My Favorite Magazine

     My favorite magazine is the “Boy’s Life” magazine.  I like it because it tells a great deal which interests boys.  Forinstance: it has a great deal of stories of boy’s life, it tells you a number of camps in which you can spend up [?] the summer, it has a part in the magazine which tells you what the boys are doing in the world to become great.

     It has a section in it which teaches you necessary things while camping.  Most boy scouts read them, and I think it is a good magazine to read.  

     It is published monthly by the Manhattan Scout Council.

All the hallmarks of Monk’s later musical style are explicit here: the repetition of simple phrases — but offered at a slight slant, the insistence, the use of simple language.  If you read this essay to the rhythms of a Monk piano solo it would make perfect chiming sense.  The portrait of an adolescent Monk absorbed in tales of camping is still rattling around in my head, but I may get used to it.

May your happiness increase.

7 responses to “MONK’S HOMEWORK, 1933

  1. Complete sentences. I don’t see any spelling errors. Flowing cursive.

    I assume Monk didn’t go to Exeter or Choate.

    Sorry, my friend, you have captured perfectly how screwed up this great land of ours is.

  2. Monk went to Stuyvesant High School and in the elaborate commentary below, it suggests that music had taken over his attention (what a good thing!) and he was less interested in schooling — hence the somewhat underambitious essay for a fifteen year-old.

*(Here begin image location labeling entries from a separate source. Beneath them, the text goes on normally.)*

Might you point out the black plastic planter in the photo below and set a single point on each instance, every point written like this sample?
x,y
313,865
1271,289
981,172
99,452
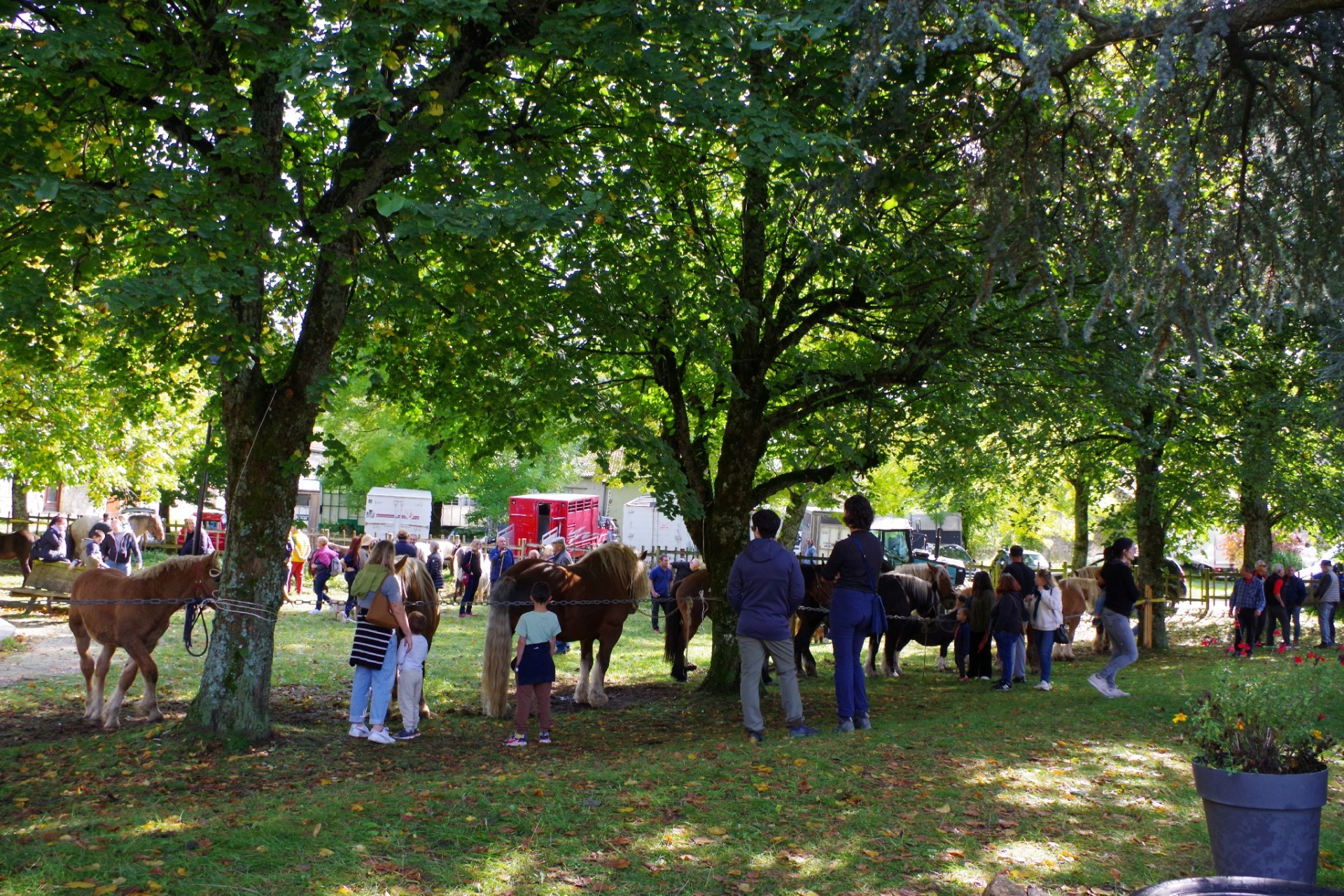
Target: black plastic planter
x,y
1234,887
1262,825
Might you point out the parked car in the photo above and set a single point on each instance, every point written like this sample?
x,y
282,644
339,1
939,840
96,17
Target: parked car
x,y
952,556
1034,559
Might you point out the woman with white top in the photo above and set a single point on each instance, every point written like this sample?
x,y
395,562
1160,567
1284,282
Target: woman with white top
x,y
1047,614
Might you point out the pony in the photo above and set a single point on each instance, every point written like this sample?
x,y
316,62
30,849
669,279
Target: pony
x,y
420,596
812,614
101,610
610,574
691,609
907,596
934,575
18,546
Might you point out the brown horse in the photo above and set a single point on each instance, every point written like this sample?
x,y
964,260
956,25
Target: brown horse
x,y
102,610
18,546
934,575
422,597
610,574
692,608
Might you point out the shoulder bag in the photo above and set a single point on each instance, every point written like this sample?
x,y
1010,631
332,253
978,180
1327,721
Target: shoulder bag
x,y
879,610
381,614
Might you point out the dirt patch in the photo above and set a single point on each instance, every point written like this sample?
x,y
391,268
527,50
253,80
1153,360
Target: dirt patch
x,y
50,652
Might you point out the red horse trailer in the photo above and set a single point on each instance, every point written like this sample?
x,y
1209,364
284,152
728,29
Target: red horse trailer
x,y
537,519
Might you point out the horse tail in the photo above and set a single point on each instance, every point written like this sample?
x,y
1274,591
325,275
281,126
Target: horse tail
x,y
495,665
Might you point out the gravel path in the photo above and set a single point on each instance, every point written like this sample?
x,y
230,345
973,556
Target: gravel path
x,y
50,652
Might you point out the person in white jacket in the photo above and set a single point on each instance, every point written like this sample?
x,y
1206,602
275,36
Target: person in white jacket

But Richard, I don’t at all argue with your last sentence but I am curious about the logic that gets you there. Or should I presume I am being dense and the theorem 1-2-3 is obvious? May your valves be ever oiled.

  3. I actually do have many of mine, from grammar school through college…and beyond. I’m thinking they would most likely fall into the “best offer” category. LOL

  4. Michael! Don’t you know I come here to AVOID doing my marking!

  5. And no snide remarks on the lack of question mark on that previous comment!

  6. It’s all a matter of perspective and reframing. I looked at the essay and thought, “Well, here’s one I don’t have to grade!” I think there is a statute of limitations on posthumous grading, anyway.

  7. I have never questioned your choices (in music or in prose) . . . in the happy world, academic or otherwise, if you allow me my oddities of style (as you do) then only a boor would do otherwise in return.